Can memory reordering cause C# to access unallocated memory?

Question

It is my understanding that C# is a safe language and doesn't allow one to access unallocated memory, other than through the unsafe keyword. However, its memory model allows reordering when there is unsynchronized access between threads. This leads to race hazards where references to new instances appear to be available to racing threads before the instances have been fully initialized, and is a widely known problem for double-checked locking. Chris Brumme (from the CLR team) explains this in their Memory Model article:

Consider the standard double-locking protocol:

if (a == null)
{
    lock(obj)
    {
        if (a == null) 
            a = new A();
    }
}

This is a common technique for avoiding a lock on the read of ‘a’ in the typical case. It works just fine on X86. But it would be broken by a legal but weak implementation of the ECMA CLI spec. It’s true that, according to the ECMA spec, acquiring a lock has acquire semantics and releasing a lock has release semantics.

However, we have to assume that a series of stores have taken place during construction of ‘a’. Those stores can be arbitrarily reordered, including the possibility of delaying them until after the publishing store which assigns the new object to ‘a’. At that point, there is a small window before the store.release implied by leaving the lock. Inside that window, other CPUs can navigate through the reference ‘a’ and see a partially constructed instance.

I've always been confused by what "partially constructed instance" means. Assuming that the .NET runtime clears out memory on allocation rather than garbage collection (discussion), does this mean that the other thread might read memory that still contains data from garbage-collected objects (like what happens in unsafe languages)?

Consider the following concrete example:

byte[] buffer = new byte[2];

Parallel.Invoke(
    () => buffer = new byte[4],
    () => Console.WriteLine(BitConverter.ToString(buffer)));

The above has a race condition; the output would be either 00-00 or 00-00-00-00. However, is it possible that the second thread reads the new reference to buffer before the array's memory has been initialized to 0, and outputs some other arbitrary string instead?

Answer 1

Let's not bury the lede here: the answer to your question is no, you will never observe the pre-allocated state of memory in the CLR 2.0 memory model.

I'll now address a couple of your non-central points.

It is my understanding that C# is a safe language and doesn't allow one to access unallocated memory, other than through the unsafe keyword.

That is more or less correct. There are some mechanisms by which one can access bogus memory without using unsafe -- via unmanaged code, obviously, or by abusing structure layout. But in general, yes, C# is memory safe.

However, its memory model allows reordering when there is unsynchronized access between threads.

Again, that's more or less correct.
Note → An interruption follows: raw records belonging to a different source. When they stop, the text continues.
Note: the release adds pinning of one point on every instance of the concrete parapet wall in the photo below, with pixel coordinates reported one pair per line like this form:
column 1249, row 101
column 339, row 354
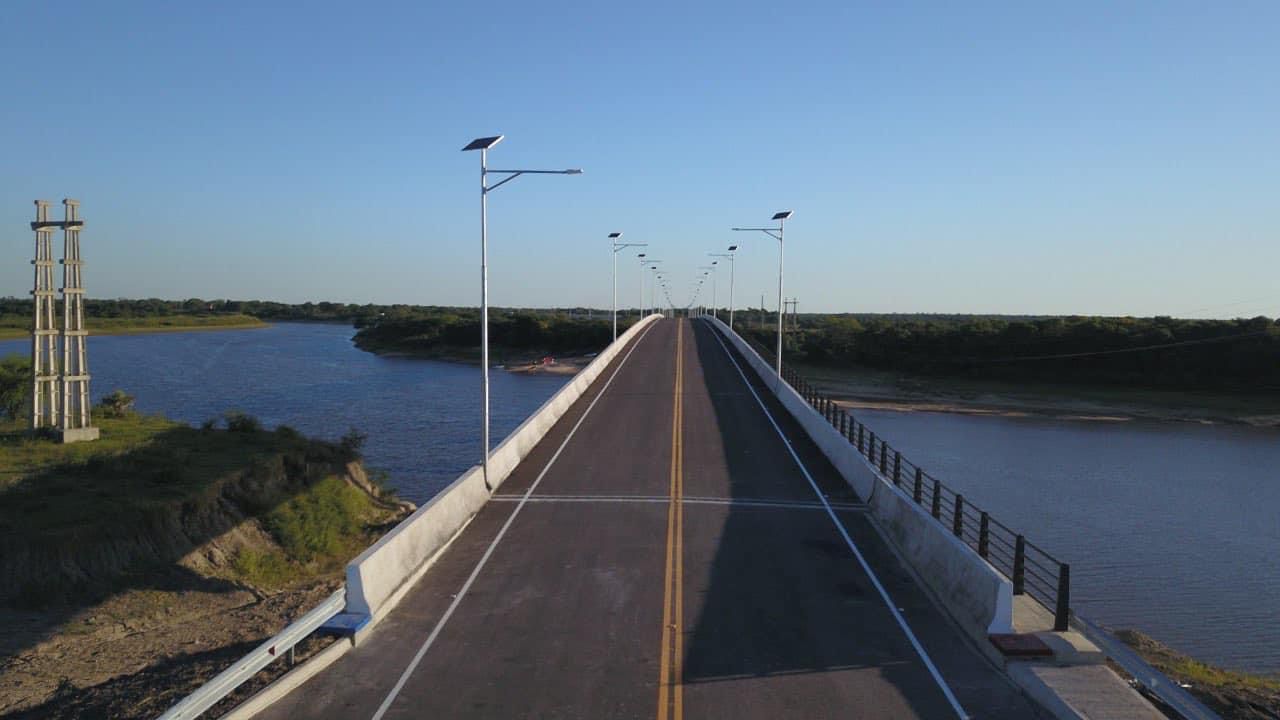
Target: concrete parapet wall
column 976, row 595
column 376, row 574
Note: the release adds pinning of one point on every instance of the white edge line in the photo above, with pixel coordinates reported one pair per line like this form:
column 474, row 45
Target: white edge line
column 688, row 500
column 849, row 541
column 484, row 559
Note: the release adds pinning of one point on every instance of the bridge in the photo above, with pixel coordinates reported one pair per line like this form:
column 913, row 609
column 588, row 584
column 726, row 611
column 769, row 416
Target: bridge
column 670, row 538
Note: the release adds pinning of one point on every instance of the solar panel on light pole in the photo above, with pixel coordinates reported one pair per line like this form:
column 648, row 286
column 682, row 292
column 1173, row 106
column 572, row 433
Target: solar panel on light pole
column 781, row 218
column 484, row 145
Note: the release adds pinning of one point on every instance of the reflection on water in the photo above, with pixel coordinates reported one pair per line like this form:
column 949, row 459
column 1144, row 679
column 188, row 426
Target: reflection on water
column 423, row 418
column 1170, row 528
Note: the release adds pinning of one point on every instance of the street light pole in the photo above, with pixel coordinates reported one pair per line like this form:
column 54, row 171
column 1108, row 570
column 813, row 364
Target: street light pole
column 711, row 269
column 777, row 235
column 644, row 261
column 732, row 250
column 615, row 236
column 484, row 145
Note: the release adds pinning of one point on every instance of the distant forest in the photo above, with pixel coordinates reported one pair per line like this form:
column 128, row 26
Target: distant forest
column 1165, row 352
column 1238, row 355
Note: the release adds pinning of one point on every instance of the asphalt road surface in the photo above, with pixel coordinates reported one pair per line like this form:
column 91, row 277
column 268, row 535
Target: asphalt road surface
column 673, row 547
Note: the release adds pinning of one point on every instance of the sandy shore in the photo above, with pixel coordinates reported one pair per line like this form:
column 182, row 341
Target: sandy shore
column 871, row 390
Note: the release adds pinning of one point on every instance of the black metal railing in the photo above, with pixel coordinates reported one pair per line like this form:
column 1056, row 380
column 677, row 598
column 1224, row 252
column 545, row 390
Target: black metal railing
column 1032, row 570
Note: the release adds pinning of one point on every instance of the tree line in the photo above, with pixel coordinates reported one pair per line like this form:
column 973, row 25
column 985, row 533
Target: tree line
column 1166, row 352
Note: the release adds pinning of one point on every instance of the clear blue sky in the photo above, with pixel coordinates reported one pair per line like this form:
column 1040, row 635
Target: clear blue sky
column 1096, row 158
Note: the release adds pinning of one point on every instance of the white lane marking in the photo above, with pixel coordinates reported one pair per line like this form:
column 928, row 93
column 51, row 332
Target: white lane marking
column 484, row 559
column 688, row 500
column 849, row 541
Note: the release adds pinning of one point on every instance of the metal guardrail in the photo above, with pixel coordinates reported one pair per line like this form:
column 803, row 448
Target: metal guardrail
column 1032, row 570
column 1028, row 566
column 211, row 692
column 1151, row 680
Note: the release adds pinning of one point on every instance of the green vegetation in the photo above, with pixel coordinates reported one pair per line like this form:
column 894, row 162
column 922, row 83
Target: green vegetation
column 1157, row 352
column 14, row 386
column 1234, row 696
column 88, row 516
column 447, row 332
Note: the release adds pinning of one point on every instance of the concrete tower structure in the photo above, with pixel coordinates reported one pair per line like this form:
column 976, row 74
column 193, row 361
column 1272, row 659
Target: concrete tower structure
column 44, row 335
column 76, row 423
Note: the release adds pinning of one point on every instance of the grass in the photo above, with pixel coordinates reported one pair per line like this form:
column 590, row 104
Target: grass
column 316, row 529
column 97, row 514
column 1201, row 674
column 1041, row 396
column 18, row 327
column 141, row 464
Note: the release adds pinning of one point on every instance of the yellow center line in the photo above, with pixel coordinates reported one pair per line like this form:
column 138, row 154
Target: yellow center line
column 671, row 692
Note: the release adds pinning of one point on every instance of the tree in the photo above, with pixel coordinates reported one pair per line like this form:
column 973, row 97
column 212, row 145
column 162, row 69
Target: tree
column 16, row 383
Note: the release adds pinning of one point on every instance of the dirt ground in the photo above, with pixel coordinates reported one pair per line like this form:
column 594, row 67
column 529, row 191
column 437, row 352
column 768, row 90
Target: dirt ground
column 1234, row 696
column 874, row 390
column 140, row 651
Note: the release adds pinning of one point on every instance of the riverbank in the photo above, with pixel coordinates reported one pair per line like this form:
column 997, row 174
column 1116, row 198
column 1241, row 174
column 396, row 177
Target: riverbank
column 520, row 361
column 21, row 328
column 873, row 390
column 136, row 568
column 1234, row 696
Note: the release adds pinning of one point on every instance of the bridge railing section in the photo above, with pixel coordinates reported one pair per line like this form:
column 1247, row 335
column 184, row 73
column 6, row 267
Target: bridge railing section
column 1031, row 569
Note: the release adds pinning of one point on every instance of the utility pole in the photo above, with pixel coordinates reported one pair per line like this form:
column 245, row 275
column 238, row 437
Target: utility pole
column 76, row 424
column 44, row 333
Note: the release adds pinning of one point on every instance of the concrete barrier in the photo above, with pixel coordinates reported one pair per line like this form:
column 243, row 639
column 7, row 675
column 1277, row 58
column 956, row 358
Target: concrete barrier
column 376, row 574
column 974, row 593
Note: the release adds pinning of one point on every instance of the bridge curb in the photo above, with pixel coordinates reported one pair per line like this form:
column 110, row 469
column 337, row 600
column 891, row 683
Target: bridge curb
column 376, row 575
column 947, row 566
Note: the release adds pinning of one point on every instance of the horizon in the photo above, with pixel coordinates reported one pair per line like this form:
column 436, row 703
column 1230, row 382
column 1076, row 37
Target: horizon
column 1086, row 160
column 632, row 308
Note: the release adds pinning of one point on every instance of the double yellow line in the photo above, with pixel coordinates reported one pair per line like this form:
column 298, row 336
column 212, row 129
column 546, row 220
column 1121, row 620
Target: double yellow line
column 671, row 692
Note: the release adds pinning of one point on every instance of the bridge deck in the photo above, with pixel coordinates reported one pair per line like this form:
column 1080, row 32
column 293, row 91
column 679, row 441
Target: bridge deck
column 584, row 589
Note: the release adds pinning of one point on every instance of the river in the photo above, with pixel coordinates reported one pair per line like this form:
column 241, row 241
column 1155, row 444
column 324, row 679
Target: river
column 421, row 417
column 1170, row 528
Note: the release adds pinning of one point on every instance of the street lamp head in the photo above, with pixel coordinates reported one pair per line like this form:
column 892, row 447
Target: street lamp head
column 483, row 142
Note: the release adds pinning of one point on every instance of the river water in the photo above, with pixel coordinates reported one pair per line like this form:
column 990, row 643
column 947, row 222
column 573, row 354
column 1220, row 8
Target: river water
column 1169, row 528
column 423, row 417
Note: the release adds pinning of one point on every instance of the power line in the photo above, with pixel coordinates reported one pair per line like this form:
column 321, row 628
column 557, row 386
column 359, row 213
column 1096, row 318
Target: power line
column 1143, row 349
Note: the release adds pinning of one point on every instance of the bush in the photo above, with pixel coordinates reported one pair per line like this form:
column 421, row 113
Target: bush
column 16, row 383
column 353, row 441
column 320, row 522
column 115, row 405
column 288, row 432
column 240, row 422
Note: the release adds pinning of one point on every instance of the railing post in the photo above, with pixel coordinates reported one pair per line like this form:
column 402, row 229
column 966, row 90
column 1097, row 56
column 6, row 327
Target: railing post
column 984, row 534
column 1063, row 616
column 1019, row 565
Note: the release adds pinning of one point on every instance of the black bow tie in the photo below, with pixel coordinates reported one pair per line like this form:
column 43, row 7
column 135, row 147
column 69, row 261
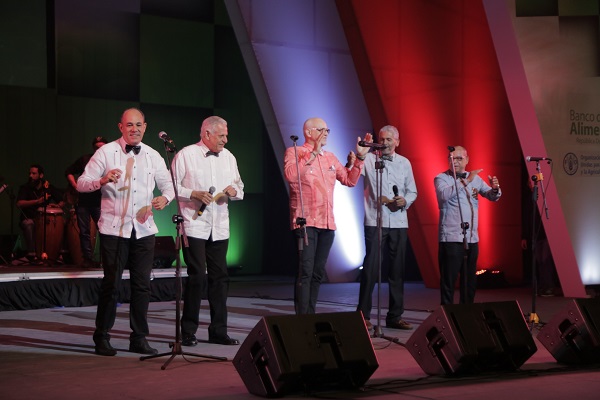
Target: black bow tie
column 136, row 149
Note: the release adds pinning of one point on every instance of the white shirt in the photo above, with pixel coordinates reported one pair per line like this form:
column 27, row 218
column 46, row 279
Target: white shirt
column 397, row 172
column 127, row 203
column 195, row 170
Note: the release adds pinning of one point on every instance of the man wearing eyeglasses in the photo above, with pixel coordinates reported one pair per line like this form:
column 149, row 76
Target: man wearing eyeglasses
column 319, row 170
column 459, row 218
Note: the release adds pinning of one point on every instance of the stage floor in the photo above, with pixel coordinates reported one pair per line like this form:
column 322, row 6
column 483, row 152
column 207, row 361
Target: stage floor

A better way to think about it is that C# allows reordering at any point where the reordering would be invisible to a single threaded program, subject to certain constraints. Those constraints include introducing acquire and release semantics in certain cases, and preserving certain side effects at certain critical points.

Chris Brumme (from the CLR team) ...

The late great Chris's articles are gems and give a great deal of insight into the early days of the CLR, but I note that there have been some strengthenings of the memory model since 2003 when that article was written, particularly with respect to the issue you raise.

Chris is right that double-checked locking is super dangerous. There is a correct way to do double-checked locking in C#, and the moment you depart from it even slightly, you are off in the weeds of horrible bugs that only repro on weak memory model hardware.

does this mean that the other thread might read memory that still contains data from garbage-collected objects

I think your question is not specifically about the old weak ECMA memory model that Chris was describing, but rather about what guarantees are actually made today.

It is not possible for re-orderings to expose the previous state of objects. You are guaranteed that when you read a freshly-allocated object, its fields are all zeros.

This is made possible by the fact that all writes have release semantics in the current memory model; see this for details:

http://joeduffyblog.com/2007/11/10/clr-20-memory-model/

The write that initializes the memory to zero will not be moved forwards in time with respect to a read later.

I've always been confused by "partially constructed objects"

Joe discusses that here: http://joeduffyblog.com/2010/06/27/on-partiallyconstructed-objects/

Here the concern is not that we might see the pre-allocation state of an object. Rather, the concern here is that one thread might see an object while the constructor is still running on another thread.

Indeed, it is possible for the constructor and the finalizer to be running concurrently, which is super weird! Finalizers are hard to write correctly for this reason.

Put another way: the CLR guarantees you that its own invariants will be preserved. An invariant of the CLR is that newly allocated memory is observed to be zeroed out, so that invariant will be preserved.

But the CLR is not in the business of preserving your invariants! If you have a constructor which guarantees that field x is true if and only if y is non-null, then you are responsible for ensuring that this invariant is always observed to be true. If in some way this is observed by two threads, then one of those threads might observe the invariant being violated.